Questo Libro Bianco vuole proporre una panoramica sulle nuove tecnologie oggi disponibili in Italia in molti settori, oltre a quelle qui rapidamente elencate. Non si tratta di un censimento globale ma di un primo passo per arrivarci.
In particolare ci siamo concentrati sulla descrizione di tecnologie innovative che offrono validazioni e sperimentazioni molto positive e che potrebbero prendere rapidamente quota se diventassero parte di un piano d’azione nazionale. Trent’anni fa sognavamo la Rivoluzione Verde ma mancavano gli strumenti per metterla in pratica. Oggi abbiamo tutto quel che ci serve, manca solo l’informazione e la determinazione politica.

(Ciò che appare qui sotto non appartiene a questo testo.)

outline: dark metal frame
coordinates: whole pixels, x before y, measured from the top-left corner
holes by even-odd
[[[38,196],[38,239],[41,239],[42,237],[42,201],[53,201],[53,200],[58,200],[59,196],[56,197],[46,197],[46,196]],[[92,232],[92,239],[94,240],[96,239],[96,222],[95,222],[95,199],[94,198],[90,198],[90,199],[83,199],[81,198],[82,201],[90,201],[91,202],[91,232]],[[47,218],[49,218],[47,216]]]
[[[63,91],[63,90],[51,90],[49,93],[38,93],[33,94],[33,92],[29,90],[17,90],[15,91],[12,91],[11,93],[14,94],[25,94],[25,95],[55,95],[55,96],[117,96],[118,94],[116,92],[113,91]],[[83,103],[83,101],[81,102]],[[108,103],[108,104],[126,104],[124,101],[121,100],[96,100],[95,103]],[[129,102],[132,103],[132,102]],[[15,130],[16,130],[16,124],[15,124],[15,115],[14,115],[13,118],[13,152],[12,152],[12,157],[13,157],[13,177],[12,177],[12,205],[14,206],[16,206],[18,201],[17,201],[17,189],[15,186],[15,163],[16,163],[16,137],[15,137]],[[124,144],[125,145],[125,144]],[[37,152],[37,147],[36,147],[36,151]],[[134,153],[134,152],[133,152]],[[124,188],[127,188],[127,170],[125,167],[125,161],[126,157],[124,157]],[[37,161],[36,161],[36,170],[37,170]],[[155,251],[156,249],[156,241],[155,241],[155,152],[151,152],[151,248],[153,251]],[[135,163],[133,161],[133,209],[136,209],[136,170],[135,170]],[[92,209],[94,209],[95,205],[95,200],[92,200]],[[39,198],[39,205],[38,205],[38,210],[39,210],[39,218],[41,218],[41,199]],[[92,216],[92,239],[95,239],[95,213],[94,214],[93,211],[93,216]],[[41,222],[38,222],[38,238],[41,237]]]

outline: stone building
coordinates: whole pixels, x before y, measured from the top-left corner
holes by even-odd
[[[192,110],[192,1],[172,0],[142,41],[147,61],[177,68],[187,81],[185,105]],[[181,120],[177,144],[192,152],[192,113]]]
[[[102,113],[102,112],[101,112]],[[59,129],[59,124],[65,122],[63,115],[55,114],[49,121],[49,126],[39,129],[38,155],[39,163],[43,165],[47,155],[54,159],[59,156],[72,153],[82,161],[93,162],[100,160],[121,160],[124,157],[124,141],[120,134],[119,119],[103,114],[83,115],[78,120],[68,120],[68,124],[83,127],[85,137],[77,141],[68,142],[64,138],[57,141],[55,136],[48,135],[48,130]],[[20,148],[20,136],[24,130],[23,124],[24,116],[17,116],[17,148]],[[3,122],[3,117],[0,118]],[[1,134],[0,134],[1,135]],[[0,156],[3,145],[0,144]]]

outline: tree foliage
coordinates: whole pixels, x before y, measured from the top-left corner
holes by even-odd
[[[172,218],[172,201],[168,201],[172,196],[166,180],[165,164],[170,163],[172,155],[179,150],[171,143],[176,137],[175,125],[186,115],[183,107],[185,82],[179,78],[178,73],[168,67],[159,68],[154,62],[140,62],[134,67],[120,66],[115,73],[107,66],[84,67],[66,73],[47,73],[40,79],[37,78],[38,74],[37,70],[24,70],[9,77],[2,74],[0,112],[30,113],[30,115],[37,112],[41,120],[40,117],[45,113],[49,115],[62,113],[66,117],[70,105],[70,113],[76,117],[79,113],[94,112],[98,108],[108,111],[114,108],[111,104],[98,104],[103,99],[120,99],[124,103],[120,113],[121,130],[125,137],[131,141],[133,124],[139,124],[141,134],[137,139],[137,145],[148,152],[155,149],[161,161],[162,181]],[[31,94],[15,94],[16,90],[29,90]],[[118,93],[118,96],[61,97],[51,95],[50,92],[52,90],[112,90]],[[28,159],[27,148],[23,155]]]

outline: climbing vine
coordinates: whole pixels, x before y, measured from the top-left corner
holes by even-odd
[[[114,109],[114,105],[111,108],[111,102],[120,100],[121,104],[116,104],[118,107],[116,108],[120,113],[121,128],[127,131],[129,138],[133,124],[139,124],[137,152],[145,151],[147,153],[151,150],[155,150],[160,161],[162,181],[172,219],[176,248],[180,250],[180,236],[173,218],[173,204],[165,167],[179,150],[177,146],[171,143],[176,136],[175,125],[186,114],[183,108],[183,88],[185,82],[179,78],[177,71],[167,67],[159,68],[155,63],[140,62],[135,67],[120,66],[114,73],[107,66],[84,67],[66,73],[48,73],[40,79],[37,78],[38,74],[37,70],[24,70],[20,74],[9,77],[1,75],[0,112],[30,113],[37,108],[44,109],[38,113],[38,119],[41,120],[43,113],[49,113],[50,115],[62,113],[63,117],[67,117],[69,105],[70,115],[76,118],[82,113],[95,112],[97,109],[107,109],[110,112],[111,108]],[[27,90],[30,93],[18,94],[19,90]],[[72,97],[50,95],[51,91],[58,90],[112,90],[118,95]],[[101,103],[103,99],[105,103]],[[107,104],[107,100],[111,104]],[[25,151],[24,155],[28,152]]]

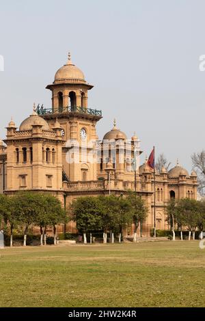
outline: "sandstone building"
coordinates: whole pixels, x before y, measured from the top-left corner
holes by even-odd
[[[135,135],[128,139],[115,122],[99,141],[96,126],[102,112],[88,104],[93,87],[69,55],[46,87],[52,93],[52,108],[34,108],[18,128],[11,120],[6,139],[0,140],[0,193],[49,191],[66,206],[79,196],[122,195],[131,189],[146,201],[149,213],[143,234],[149,235],[154,226],[153,171],[146,160],[139,166],[139,139]],[[168,172],[163,168],[156,173],[157,229],[168,227],[165,205],[170,197],[196,199],[197,186],[195,172],[189,174],[178,163]],[[66,228],[75,229],[72,222]],[[133,228],[126,233],[131,235]]]

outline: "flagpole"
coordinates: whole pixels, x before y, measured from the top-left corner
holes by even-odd
[[[155,148],[153,146],[154,159],[155,160]],[[156,238],[156,193],[155,193],[155,164],[154,166],[154,238]]]

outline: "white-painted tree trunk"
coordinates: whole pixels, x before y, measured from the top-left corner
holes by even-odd
[[[27,234],[24,234],[23,236],[23,246],[27,246]]]
[[[86,233],[83,233],[84,244],[87,244]]]
[[[172,234],[173,234],[172,240],[175,240],[175,232],[174,232],[174,228],[172,229]]]
[[[46,234],[44,232],[44,245],[46,245]]]
[[[43,239],[43,234],[42,233],[42,234],[40,234],[40,245],[41,247],[43,245],[42,239]]]

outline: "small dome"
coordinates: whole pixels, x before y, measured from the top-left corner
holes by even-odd
[[[195,171],[192,171],[192,172],[191,173],[191,176],[195,176],[197,177],[197,174],[196,173],[196,172]]]
[[[13,118],[12,118],[12,119],[11,119],[11,121],[10,121],[10,122],[9,122],[9,124],[8,124],[8,127],[16,128],[16,124],[15,124],[14,122],[13,121]]]
[[[33,115],[31,115],[22,122],[19,127],[19,130],[31,130],[33,125],[41,125],[44,130],[50,130],[49,125],[47,122],[38,116],[35,112],[33,113]]]
[[[124,132],[116,128],[116,121],[114,120],[114,126],[109,132],[107,132],[103,137],[105,139],[126,139],[126,135]]]
[[[69,53],[67,64],[57,71],[54,83],[62,83],[65,81],[72,81],[73,82],[74,79],[78,83],[85,83],[83,72],[72,64]]]
[[[189,173],[187,169],[179,165],[178,161],[177,160],[176,165],[169,171],[168,176],[169,178],[176,178],[179,177],[180,175],[186,175],[186,176],[189,176]]]
[[[167,173],[167,169],[164,166],[162,167],[161,170],[161,173]]]

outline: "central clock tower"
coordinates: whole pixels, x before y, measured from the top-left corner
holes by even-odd
[[[87,107],[87,92],[93,87],[72,64],[69,53],[67,63],[57,71],[53,83],[46,87],[52,92],[52,109],[38,107],[37,109],[51,128],[57,117],[64,140],[64,171],[71,182],[97,180],[94,142],[98,140],[96,125],[102,113]]]

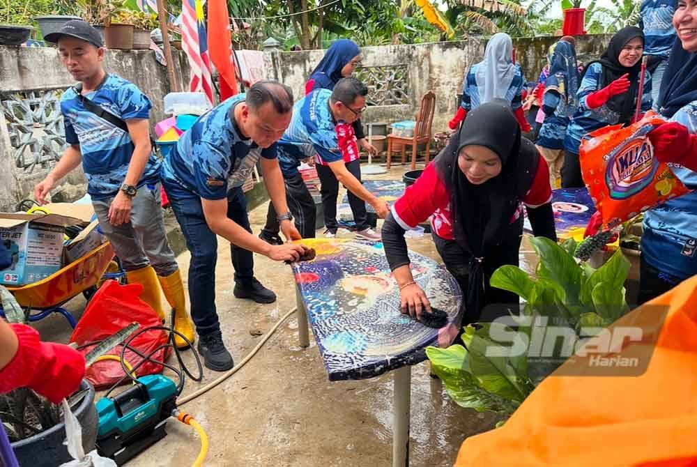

Alla presentazione domani saranno presenti oltre a Jacopo Fo e Michele Dotti (promotori del festival EcoFuturo), Fabio Roggiolani (coordinamento FREE – Fonti Rinnovabili ed Efficenza Energetica), Marco Boschini (coordinatore Associazione Comuni Virtuosi), Claudia Bettiol (Energitismo), Daniel Tarozzi e Andrea Degli Innocenti (Italia che Cambia), Giuliano Gabbani (Dipartimento di Scienze della Terra, Università di Firenze, membro del Comitato Scientifico di EcoFuturo).
Sono invitati esponenti di ogni forza politica in modo assolutamente trasversale.